Figure 3. An RNAi Screen Identified Multiple Genes That Control mtDNA Disease in the polg-1(srh1) Worms

(A and B) 20–35 WT (A) and polg-1(srh1) (B) worms were aged for 5 days and spotted inside the red circle. A chemo-attractant was spotted 5 cm away from the worms (green circle), and the worms were allowed to crawl toward the chemo-attractant for 1 hr. Over this time span, most WT worms reached the chemo-attractant, while the polg-1(srh1) worms performed significantly worse. (C) Twenty 5-day-old polg-1(srh1) adults on RNAi against age-1 perform similar to WT worms. (D) A list of genes that rescued the polg-1(srh1) neuromuscular defect by >30% when suppressed by RNAi. See also Figure S3 and Table S1.

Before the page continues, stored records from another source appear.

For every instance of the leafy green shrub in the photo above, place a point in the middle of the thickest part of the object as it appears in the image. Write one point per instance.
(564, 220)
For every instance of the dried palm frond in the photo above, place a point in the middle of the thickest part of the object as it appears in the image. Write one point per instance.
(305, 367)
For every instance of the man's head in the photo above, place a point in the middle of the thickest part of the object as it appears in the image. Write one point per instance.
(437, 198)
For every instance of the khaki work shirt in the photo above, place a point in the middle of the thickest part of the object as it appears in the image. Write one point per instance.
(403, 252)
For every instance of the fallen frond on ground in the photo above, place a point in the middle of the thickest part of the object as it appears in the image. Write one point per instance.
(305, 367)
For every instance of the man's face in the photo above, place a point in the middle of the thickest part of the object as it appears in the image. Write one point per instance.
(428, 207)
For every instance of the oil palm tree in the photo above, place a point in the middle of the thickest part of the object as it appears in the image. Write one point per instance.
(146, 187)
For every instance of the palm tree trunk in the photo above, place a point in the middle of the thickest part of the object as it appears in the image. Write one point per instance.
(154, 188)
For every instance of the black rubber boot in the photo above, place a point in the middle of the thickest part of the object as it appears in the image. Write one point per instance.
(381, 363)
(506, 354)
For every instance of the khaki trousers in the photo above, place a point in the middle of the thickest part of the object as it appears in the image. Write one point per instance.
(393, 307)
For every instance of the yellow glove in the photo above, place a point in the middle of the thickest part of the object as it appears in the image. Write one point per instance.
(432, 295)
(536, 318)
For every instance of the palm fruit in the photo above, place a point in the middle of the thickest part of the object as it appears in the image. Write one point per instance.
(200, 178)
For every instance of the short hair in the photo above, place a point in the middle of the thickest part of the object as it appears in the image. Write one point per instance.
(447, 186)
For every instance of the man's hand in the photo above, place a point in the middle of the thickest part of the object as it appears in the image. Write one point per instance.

Figure 4. Verification of the RNAi Screen with Genetic Mutants and Small Molecules

(A) The daf-2(e1370) allele rescues the neuromuscular defect of 5-day-old polg-1(srh1) worms. (B) The daf-16(mu86) allele worsens the neuromuscular defect of 5-day-old polg-1(srh1) worms. This set of experiments was performed at generation 7 instead of generation 30, when the phenotype of the mutator worms is not significantly different from the WT worms until 7 days of age. Accordingly, the detrimental effect of the daf-16(mu86) allele is better illustrated. (C) The daf-2(e1370) allele rescues the basal respiration rate of 10-day-old polg-1(srh1) worms. (D and E) The daf-2(e1370) allele (D) increases mtDNA copy number by 118%, but (E) has no effect on the mutation frequency of polg-1(srh1) worms. (F) The pdr-1(gk448) allele rescues the chemotaxis defect of 5-day-old polg-1(srh1) worms. (G) Induction of mitopagy with 50 µM urolithin A (UA) worsens the chemotaxis phenotype of the 5-day-old polg-1(srh1) worms. (H) The pdr-1(gk448) allele rescues the basal respiration rate of 10-day-old polg-1(srh1) worms. (I and J) The pdr-1(gk448) allele (I) increases mtDNA copy number by 25% and (J) results in a 5.5-fold increase in the mutation frequency of polg-1(srh1) worms. (K and L) The atfs-1(et15) allele (K) rescues the chemotaxis defect of 5-day-old polg-1(srh1) worms and (L) the reserve capacity of 5-day-old polg-1(srh1) worms. (M and N) The atfs-1(et15) allele (M) increases mtDNA copy number by 63%, but (N) has no effect on the mutation frequency of polg-1(srh1) worms. Bar graphs represent the mean ± SEM of at least three biological replicates. Unpaired t tests were performed to determine significance (*p < 0.05, **p < 0.01; ns, no significant difference).